USNI News, run by the U.S. Naval Institute, said the carrier was now available for tasking after RIMPAC.
Naval Air Station North Island in San Diego, California, is the Vinson's home port.
USS Abraham Lincoln: Western Pacific Ocean
The Abraham Lincoln was underway in the U.S. Seventh Fleet's area of operations and headed westward on a scheduled Pacific deployment on Monday, according to USNI News.
Photos published by the Navy on Wednesday showed the Arleigh Burke-class destroyer USS O'Kane, part of the Abraham Lincoln Carrier Strike Group, underway in the Western Pacific.
The last carrier stationed in the Western Pacific Ocean, the USS Theodore Roosevelt, was in the Persian Gulf on Wednesday along with six destroyers, according to The Washington Post.
USS Nimitz: Eastern Pacific Ocean
The lead ship of the 100,000-ton Nimitz-class supercarriers returned to Naval Air Station North Island on Tuesday and departed the following day, according to ship spotters.
Photos provided by the Navy showed the Nimitz was underway in the U.S. Third Fleet's area of operations as of Wednesday, off the coast of California.
USS George Washington and USS Ronald Reagan: San Diego, California
As of Monday, both carriers continued their hull swap while moored pierside at Naval Air Station North Island. The George Washington will replace the Ronald Reagan as the forward-deployed U.S. Naval Forces Japan aircraft carrier at Yokosuka naval base.
People's Liberation Army Navy
CNS Shandong: South China Sea
The Shandong returned to the South China Sea on July 18 following a 10-day deployment in the Philippine Sea, beyond the first island chain.
Open-source satellite imagery captured ships sailing in formation on Thursday in waters southeast of Hainan, its home port, in an area designated this week as no-sail and no-fly zones on account of military exercises, according to notifications issued by the Chinese government.

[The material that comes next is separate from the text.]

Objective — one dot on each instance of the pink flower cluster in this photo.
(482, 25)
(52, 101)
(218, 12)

The large exercise area north of the disputed Paracel Islands, an archipelago controlled by China but claimed by neighboring Vietnam and others, appeared to include Woody Island, or Yongxing, the Chinese military's main base of operations in the contested waters.
CNS Fujian: Shanghai
The Fujian, the Chinese navy's most advanced aircraft carrier, returned to Jiangnan Shipyard in Shanghai on July 28 following almost one month at sea for various systems tests.

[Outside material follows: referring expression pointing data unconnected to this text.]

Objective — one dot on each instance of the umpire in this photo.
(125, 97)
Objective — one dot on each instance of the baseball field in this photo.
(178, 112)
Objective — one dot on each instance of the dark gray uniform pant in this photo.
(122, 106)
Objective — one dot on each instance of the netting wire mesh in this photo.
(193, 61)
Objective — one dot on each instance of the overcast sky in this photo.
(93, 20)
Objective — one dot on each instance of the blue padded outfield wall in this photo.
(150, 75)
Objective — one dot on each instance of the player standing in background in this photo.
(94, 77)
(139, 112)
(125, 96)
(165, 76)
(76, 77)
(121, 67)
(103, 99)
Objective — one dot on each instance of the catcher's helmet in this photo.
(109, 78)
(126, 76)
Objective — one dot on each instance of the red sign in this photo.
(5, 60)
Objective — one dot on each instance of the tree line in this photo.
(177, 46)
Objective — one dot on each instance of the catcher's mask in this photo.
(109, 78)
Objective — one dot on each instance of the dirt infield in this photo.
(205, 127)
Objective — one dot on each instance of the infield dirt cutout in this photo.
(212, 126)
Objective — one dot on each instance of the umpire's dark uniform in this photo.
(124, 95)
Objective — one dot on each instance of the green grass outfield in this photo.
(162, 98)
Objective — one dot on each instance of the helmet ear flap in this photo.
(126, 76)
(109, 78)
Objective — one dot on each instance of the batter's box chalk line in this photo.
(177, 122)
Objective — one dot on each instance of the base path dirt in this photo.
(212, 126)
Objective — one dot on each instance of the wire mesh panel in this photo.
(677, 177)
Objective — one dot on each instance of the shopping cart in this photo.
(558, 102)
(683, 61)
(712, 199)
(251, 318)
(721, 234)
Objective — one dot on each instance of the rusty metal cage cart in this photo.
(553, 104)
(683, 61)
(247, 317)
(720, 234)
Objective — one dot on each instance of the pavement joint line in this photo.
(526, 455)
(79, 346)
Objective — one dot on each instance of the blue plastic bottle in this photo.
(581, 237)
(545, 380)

Additionally, social media photos this week showed fighter jet mockups placed on warship's flight deck, suggesting that arresting gears were installed, although no visible landing or tire marks were present after the recent sea trial.
At its monthly press conference on July 25, the Chinese Defense Ministry said follow-up tests of the new ship would be carried out based on the process of its construction. That is, it could be several years until the Fujian—named for the province directly opposite Taiwan—enters service.

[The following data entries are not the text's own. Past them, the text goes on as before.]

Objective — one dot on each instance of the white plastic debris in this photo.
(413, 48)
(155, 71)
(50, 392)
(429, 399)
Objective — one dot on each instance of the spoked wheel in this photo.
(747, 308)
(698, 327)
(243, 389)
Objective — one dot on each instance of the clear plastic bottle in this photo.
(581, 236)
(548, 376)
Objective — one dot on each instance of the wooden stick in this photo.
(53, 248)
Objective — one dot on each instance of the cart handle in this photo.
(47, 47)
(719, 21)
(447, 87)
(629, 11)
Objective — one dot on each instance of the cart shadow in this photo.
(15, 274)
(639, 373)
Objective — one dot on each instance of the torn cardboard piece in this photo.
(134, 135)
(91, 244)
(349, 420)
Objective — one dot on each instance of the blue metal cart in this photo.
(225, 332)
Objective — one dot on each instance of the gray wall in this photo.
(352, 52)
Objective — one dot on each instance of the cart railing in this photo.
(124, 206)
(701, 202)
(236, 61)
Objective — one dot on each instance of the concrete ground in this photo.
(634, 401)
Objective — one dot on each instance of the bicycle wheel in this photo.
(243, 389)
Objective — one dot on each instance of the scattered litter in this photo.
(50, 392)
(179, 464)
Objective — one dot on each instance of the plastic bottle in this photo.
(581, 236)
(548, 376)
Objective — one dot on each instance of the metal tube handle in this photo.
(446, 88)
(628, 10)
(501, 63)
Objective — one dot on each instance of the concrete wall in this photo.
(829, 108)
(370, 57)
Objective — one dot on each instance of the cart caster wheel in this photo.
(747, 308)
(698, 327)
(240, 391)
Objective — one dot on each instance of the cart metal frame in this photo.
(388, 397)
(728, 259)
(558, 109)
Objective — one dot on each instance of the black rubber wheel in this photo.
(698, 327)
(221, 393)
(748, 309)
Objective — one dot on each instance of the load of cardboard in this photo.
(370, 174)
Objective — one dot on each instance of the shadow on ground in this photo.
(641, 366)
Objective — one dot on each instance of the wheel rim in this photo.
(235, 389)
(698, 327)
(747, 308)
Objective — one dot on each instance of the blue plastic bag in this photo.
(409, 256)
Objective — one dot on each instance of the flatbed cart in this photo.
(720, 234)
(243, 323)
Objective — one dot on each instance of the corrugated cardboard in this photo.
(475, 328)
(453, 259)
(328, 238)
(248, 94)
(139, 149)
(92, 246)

CNS Liaoning: Qingdao, Shandong
The country's first operational aircraft carrier, the Soviet-built Liaoning, was still pierside on Thursday at its home base in Qingdao, according to satellite images. Qingdao is a Chinese port city in Shandong province facing the Yellow Sea, the northeastern section of the East China Sea.
Italian Navy
ITS Cavour: Australia
Photos published by the U.S. Marine Corps showed the Italian carrier Cavour conducting flight operations on July 25 with aircraft assigned to the U.S. Marine Rotational Force while underway in the Timor Sea, off Australia's Northern Territory.
The carrier is visiting Australia to take part in the multilateral exercise Pitch Black, which was hosted by the Royal Australian Air Force and concluded on Friday.
The NATO warship was scheduled to stay in Darwin until August 5. The Naval News website reported in June that the Cavour is expected to head to the Central Pacific Ocean to operate with the U.S. military before calling in Japan.